All press calls on Leg Weekly information should be
directed toward Gino DiCaro at 916-498-3347




ENERGY SYNOPSIS

These three bills were heard Tuesday, February 13, in the Senate Energy, Utilities and Communications Committee:

SBX1 5 (Sher D-Palo Alto and Burton D-San Francisco) Appropriation of funds for energy efficiency programs. This is a laundry list of general fund allocations to the California Public Utilities Commission (CPUC) and the California Energy Commission (CEC) for energy efficiency, distributed generation, peak demand reduction, expansion of low-income discounts, and more.
Position: CMTA approves of cost-effective investments in these activities. CMTA supports including general fund monies for any expansion of the low-income CARE discounts and to not burden consumers with those costs.
Outcome: Many amendments were taken for consideration before the next hearing. There were changes suggested to the CARE program that CMTA probably will not support. CMTA will follow up on that issue with the author. Passed out of committee on a 7-0 vote.
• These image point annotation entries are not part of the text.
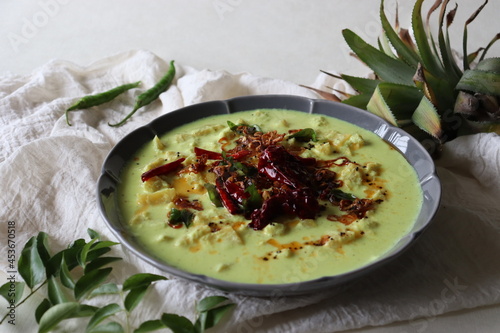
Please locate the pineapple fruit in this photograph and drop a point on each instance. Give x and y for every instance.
(419, 85)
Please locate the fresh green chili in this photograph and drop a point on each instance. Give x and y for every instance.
(101, 98)
(151, 94)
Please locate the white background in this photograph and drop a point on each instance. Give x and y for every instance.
(290, 40)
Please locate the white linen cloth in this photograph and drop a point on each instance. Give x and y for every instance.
(48, 173)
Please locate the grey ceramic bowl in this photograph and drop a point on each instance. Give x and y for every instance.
(125, 149)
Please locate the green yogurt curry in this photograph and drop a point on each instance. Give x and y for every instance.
(269, 196)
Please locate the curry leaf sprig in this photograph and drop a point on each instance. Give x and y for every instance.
(142, 100)
(81, 272)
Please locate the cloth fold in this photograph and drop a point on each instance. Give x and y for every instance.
(49, 171)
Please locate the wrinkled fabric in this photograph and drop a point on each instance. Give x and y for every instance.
(49, 172)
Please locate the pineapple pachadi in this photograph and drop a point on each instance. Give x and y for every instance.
(341, 198)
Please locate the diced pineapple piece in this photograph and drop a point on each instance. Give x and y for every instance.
(352, 176)
(156, 198)
(275, 229)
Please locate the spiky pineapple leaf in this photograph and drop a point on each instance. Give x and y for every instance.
(429, 59)
(466, 64)
(480, 82)
(447, 56)
(402, 100)
(490, 44)
(489, 65)
(483, 126)
(378, 106)
(386, 67)
(407, 54)
(427, 118)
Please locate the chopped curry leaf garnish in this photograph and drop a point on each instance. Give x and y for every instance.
(251, 128)
(213, 195)
(178, 216)
(254, 200)
(306, 134)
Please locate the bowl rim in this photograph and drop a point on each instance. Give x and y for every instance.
(109, 177)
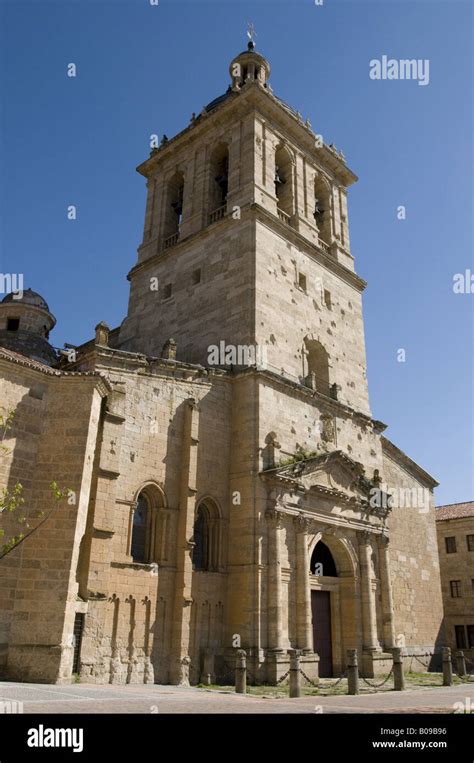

SBX1 6 (Burton D-San Francisco) California Consumer Power and Conservation Financing Authority. The bill would create a mechanism to finance new plant construction, retrofits, energy efficiency, transmission purchases, etc. The goal is to do resource planning and fill-in where the market is not already going to provide capital.
Position: Neutral, with concerns that the purposes of the authority should be narrowly construed to augment, and not replace, the private capital markets. CMTA is concerned that private investment could perceive a broader authority as creating an unlevel playing field or might make private investment more risky.
Outcome: Amendments to narrow the powers of the authority to limit the use of eminent domain (e.g. can't takeover existing or proposed power plants) may be included before the next hearing to "assuage" concerns of Republican members. Passed out of committee on a 7-0 vote.

SBX1 33 (Burton D-San Francisco) California Transmission Authority. This bill creates the vehicle by which the state would purchase, manage and finance improvements to the transmission systems of PG&E, SCE and SDG&E
Position: CMTA does not support the state takeover of the system. CMTA believes the utilities will demand too high a price and the benefits of state ownership are overstated and speculative. Returning the utilities to credit-worthiness and state control through the new ISO board could achieve the same benefits. The state should not accept the burden of ownership and the $1 billion-plus investments required for upgrades.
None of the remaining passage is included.